3/ Les marchés à terme où les transactions peuvent être physiques ou financières (forward, futures, swaps).


À quoi sert Powernext :

C’est un marché organisé qui permet de gérer le risque " volume " des producteurs et fournisseurs d’électricité ainsi que des consommateurs éligibles. Pour bien comprendre, il faut avoir à l’esprit que l’électricité est un bien qui ne se stocke pas alors que la consommation à court terme est très fluctuante car largement tributaire des aléas de la météo. Ainsi, une variation de la température de 1°C représente une variation de consommation correspondant à la production d’une tranche nucléaire de 1 000 mégawatts. À tout instant, le réseau de transport géré par RTE (Réseau de Transport d’Électricité) doit être équilibré entre production et consommation, faute de quoi il pourrait y avoir risque de délestage ou " black out " comme ce fut récemment le cas en Italie, mais aussi en Grande-Bretagne et aux États-Unis. Les opérateurs doivent donc ajuster leurs programmes de production et gérer leurs courbes de charge jusqu’au dernier moment.
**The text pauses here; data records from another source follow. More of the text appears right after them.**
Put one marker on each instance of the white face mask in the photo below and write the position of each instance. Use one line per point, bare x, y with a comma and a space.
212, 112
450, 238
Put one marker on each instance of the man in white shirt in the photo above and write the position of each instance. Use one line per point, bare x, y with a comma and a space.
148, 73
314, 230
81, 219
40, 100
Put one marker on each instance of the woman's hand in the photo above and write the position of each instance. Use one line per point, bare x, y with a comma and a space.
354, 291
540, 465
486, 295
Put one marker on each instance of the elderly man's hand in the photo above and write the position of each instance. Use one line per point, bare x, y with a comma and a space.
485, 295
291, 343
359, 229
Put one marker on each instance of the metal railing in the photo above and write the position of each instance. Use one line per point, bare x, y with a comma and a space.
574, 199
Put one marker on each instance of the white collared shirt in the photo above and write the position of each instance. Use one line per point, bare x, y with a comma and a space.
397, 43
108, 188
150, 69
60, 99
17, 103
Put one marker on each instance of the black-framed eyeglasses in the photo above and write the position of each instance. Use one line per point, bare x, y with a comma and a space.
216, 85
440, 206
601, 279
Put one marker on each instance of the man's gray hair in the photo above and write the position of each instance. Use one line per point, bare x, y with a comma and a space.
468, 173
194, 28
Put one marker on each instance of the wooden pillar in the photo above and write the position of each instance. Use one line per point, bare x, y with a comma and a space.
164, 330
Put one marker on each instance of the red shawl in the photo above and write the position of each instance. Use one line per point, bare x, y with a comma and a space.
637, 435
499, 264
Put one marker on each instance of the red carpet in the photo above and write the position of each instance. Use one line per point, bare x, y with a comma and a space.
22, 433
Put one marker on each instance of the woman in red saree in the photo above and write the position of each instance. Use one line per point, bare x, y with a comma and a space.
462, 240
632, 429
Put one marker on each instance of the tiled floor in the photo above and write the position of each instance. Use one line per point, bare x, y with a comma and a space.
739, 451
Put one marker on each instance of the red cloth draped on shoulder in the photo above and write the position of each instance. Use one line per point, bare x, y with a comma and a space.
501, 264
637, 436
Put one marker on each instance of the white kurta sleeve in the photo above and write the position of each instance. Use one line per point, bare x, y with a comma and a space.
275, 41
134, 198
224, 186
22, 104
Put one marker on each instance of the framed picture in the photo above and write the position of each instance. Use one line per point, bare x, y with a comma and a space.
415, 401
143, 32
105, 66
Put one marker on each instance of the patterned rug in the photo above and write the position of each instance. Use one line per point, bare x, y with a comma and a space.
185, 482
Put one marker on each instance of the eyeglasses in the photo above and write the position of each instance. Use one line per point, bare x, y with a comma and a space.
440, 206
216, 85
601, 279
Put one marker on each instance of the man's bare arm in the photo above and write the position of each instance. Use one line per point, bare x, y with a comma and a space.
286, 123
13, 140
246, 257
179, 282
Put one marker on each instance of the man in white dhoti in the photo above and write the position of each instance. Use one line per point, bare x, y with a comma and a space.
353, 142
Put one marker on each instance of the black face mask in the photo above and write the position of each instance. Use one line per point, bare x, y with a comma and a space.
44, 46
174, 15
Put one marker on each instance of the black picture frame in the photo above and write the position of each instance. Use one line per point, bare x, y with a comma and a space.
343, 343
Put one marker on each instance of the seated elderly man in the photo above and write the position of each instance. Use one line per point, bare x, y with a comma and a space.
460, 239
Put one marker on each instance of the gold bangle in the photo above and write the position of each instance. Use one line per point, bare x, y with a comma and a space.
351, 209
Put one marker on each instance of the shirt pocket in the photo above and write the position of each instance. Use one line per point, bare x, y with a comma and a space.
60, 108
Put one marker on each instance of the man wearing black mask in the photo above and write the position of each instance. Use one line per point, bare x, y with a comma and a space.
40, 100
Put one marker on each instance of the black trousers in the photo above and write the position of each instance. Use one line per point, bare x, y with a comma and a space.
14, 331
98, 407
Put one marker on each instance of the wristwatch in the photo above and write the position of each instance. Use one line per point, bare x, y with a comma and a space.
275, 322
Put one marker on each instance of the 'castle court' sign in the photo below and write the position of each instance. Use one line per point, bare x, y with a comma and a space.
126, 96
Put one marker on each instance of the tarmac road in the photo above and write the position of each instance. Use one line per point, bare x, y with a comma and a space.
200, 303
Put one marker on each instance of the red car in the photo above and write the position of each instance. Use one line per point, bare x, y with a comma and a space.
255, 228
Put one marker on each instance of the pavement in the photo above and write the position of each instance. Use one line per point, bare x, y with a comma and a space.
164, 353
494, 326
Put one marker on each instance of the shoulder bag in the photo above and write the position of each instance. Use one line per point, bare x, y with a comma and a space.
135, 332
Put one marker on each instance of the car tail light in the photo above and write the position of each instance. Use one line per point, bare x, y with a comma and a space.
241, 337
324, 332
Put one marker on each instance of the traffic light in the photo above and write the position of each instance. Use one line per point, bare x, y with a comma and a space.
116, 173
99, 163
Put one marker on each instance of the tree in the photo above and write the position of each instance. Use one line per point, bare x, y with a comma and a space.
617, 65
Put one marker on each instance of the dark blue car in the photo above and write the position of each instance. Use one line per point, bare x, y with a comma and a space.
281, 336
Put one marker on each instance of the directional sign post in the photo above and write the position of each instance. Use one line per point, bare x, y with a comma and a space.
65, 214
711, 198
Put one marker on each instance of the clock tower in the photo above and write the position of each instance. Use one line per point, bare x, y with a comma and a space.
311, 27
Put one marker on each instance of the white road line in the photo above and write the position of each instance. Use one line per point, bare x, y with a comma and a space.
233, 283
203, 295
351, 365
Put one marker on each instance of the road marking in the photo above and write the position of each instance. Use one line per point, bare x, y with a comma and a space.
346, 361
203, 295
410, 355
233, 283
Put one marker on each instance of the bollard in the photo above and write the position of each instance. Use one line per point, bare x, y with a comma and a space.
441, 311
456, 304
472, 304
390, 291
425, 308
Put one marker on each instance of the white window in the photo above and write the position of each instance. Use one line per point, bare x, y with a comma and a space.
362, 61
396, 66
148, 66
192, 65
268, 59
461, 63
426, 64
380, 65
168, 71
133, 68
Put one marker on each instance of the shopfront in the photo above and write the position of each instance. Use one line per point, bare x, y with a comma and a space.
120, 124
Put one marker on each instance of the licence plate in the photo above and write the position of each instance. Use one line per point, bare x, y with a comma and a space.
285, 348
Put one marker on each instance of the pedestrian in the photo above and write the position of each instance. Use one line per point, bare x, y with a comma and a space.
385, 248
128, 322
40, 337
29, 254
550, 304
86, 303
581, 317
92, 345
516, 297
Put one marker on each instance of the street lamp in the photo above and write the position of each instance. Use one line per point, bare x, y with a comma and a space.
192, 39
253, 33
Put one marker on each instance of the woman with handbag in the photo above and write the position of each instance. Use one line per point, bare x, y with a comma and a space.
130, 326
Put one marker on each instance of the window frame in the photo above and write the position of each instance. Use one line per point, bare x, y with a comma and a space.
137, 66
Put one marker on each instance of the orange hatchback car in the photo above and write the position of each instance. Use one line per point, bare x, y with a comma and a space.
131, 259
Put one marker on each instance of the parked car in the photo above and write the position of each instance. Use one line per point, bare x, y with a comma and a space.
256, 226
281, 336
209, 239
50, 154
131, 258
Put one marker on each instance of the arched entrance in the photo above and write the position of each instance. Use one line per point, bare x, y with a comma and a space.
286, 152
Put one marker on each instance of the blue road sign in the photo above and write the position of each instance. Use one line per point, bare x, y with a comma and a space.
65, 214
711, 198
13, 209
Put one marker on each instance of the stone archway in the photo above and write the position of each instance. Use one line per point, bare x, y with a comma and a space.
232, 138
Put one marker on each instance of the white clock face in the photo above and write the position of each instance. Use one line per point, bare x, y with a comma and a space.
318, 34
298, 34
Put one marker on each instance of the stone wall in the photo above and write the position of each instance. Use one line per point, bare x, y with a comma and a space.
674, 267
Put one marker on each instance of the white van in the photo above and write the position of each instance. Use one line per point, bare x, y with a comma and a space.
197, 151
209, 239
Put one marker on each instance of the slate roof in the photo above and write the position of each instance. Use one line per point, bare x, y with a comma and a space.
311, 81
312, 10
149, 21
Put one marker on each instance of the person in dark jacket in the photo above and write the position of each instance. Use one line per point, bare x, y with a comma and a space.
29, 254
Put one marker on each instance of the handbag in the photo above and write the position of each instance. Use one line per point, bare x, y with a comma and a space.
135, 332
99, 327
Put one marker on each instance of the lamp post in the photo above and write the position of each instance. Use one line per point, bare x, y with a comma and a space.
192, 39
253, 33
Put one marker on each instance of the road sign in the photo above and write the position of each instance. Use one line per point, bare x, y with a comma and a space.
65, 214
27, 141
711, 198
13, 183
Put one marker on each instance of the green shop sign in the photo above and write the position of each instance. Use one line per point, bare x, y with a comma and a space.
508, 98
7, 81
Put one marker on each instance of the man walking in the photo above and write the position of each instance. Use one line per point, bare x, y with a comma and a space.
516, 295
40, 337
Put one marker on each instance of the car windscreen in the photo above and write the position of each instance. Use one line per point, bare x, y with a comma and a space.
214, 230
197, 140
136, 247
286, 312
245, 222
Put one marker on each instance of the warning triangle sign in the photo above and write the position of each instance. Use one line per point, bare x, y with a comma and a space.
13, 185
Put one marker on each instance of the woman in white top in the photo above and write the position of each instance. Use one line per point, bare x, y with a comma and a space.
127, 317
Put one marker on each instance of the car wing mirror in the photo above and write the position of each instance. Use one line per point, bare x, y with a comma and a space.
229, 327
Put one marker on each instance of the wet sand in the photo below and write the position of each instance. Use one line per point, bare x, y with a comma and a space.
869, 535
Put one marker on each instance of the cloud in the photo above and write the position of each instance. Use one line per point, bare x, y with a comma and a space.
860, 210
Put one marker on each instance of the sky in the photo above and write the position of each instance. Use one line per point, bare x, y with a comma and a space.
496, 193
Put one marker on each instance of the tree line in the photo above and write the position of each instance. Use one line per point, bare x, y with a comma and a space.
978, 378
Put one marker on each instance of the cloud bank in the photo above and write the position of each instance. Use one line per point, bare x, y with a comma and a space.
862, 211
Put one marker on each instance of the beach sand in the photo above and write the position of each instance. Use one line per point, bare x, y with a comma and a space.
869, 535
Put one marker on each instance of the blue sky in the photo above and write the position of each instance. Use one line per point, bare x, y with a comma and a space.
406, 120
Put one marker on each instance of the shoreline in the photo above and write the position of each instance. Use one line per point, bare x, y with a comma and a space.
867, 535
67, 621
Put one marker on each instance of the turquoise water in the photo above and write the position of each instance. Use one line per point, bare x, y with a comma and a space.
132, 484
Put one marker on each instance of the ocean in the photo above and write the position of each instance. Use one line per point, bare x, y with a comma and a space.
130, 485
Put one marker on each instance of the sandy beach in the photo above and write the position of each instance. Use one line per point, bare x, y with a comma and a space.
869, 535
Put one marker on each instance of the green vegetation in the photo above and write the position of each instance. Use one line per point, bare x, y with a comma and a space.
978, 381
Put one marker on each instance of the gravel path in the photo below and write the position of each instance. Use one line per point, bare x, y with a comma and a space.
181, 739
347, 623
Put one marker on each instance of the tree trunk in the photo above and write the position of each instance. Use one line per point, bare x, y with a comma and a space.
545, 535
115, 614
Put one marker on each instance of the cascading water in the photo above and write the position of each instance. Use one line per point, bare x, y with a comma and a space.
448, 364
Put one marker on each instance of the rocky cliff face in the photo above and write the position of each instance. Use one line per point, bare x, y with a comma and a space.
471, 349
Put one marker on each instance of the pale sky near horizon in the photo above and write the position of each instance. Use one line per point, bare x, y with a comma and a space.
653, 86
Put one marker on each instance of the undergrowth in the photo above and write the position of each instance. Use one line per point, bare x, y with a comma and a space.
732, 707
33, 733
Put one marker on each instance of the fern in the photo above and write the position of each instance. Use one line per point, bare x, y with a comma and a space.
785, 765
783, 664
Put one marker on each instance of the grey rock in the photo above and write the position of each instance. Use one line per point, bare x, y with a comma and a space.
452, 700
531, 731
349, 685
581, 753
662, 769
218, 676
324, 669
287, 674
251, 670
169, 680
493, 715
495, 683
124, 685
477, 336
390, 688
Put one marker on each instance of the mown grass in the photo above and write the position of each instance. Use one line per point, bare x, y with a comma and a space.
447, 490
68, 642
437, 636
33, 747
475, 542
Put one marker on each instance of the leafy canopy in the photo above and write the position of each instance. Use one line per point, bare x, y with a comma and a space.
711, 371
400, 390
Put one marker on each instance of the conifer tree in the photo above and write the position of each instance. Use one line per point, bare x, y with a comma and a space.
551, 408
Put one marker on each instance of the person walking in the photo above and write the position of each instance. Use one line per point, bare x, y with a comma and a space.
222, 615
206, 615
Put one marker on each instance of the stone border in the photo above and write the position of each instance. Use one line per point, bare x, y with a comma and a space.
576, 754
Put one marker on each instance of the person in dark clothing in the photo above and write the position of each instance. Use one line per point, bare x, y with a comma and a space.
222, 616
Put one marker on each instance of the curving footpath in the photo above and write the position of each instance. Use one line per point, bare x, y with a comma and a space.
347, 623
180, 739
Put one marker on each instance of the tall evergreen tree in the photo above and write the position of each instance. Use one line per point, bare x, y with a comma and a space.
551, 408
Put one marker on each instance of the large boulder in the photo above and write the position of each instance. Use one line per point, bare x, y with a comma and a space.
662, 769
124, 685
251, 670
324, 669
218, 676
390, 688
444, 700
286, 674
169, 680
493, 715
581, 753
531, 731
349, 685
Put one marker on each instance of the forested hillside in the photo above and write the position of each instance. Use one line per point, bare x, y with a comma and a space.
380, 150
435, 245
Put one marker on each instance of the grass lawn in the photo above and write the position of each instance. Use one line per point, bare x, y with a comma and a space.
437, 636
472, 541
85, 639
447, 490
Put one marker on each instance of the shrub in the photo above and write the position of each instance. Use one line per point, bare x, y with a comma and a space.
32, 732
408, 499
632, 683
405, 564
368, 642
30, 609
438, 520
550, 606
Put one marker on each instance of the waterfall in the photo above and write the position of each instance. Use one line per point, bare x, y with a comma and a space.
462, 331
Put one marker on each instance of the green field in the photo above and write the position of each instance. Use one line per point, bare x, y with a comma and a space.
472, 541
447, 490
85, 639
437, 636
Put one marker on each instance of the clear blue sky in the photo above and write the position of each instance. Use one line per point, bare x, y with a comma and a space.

Powernext est la plate-forme d’échanges centralisée, régulée et sécurisée qui permet à ses 36 membres (à ce jour), 365 jours par an, l’équilibrage de leurs positions acheteuses et vendeuses la veille pour livraison le lendemain. Powernext détermine un prix qui est désormais considéré comme la référence du marché à court terme. Elle ne jouit toutefois pas de l’exclusivité de ce type de transactions, puisque environ 50 % des besoins d’équilibrage se négocient encore sur le marché de gré à gré en bilatéral et avec une moindre transparence.

On appelle " ruban " la part de consommation stable et prévisible et " dentelle " les 10 % soumis à variation.